Although desiccation alters bacterial community composition, greater changes were evident after rewetting. The proportion of sequences from Marinobacter spp. increased moderately during desiccation. However, after rewetting, they became much more dominant (9.4% of sequences), presumably because of the founder effect coupled with their capacity to tolerate the sudden hypo-osmotic stress introduced by the incoming tide. In contrast, relative abundance of Rhizobiales decreased after the reflood (Table 1), which may be attributed to cellular lysis, as the intolerance of dried cells to sudden rewetting has earlier been reported (Kosanke et al., 1992).
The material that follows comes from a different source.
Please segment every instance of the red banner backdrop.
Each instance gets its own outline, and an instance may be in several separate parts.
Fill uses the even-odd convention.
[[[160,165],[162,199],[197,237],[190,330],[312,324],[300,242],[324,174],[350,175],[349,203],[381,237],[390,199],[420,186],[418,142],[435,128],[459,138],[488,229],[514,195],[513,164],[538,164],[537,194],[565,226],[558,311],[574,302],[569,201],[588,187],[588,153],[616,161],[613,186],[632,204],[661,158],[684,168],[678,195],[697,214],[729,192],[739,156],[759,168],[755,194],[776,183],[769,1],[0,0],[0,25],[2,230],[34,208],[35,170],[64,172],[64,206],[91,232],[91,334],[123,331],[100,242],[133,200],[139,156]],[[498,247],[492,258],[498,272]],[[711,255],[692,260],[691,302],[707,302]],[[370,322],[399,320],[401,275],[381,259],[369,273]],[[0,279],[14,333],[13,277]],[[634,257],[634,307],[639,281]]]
This sudden influx of water would lyse many other cells, releasing a source of readily degradable carbon. Dry periods in soils reduce biomass by up to a third, but it returns to earlier levels after rewetting, with the recovering populations using necromass as part of their growth requirements (Bottner, 1985). Such recovery was evident in our study, with β-glucosidase activity quickly returning to original values (Figure 3a) and bacterial numbers increasing to levels higher than before desiccation (Figure 2c). Similar patterns are observed in freshwater marshes in which drawdown and reflooding result in significant nutrient flux from the soils and stimulation of extracellular enzyme activities (Corstanje and Reddy, 2004). Rapid rewetting of dry soil resulted in community structure changes and short-term increases (1–4 days) in carbon mineralization rates, which may be linked to cell lysis or release of intracellular compatible solutes (Kieft et al., 1987; Fierer et al., 2003). Bacteria that cope with, or quickly recover from, the sudden hypo-osmotic stress of the reflood are in a favourable position because of the increase in organic growth substrates and nutrients. Thus, the increase in bacteria such as Flavobacteriales and Sphingobacteriales may be linked to their ability to use both high- and low-molecular-weight DOM (Kirchman, 2002), including EPS (Elifantz et al., 2005), their fast growth rates (Jurgens et al., 1999; Kirchman, 2002) and also their frequent close association with diatoms (Schafer et al., 2002; Grossart et al., 2005), which also returned in abundance to the sediment surface after the rewetting event.

Conclusion

Desiccation events in upper intertidal zones cause significant stress to microbial communities affecting microbial behaviour and processes as well as restructuring sediment communities. Our data suggest that biofilm functioning is changed in the first 5–10 days of drying (a regular occurrence in saltmarshes), with cells avoiding the surface, a reduction in photosynthesis and metabolic activity, but no major shifts in the microbial community composition. Longer periods of desiccation (>15 days, a rarer event on UK marshes) had significant impacts on the microbial assemblages, particularly on bacterial numbers and composition, and all measures of microbial activity. Reflooding resulted in a rapid recovery by the benthic diatoms and biofilm activity (a high level of resilience with respect to functioning), but the formation of a different bacterial community after prolonged drying. Although the microbial community generally seemed to have the ability to adapt to, tolerate and recover quickly from desiccation and rewetting events, such community level effects may conceal significant changes in the bacterial composition of the biofilms.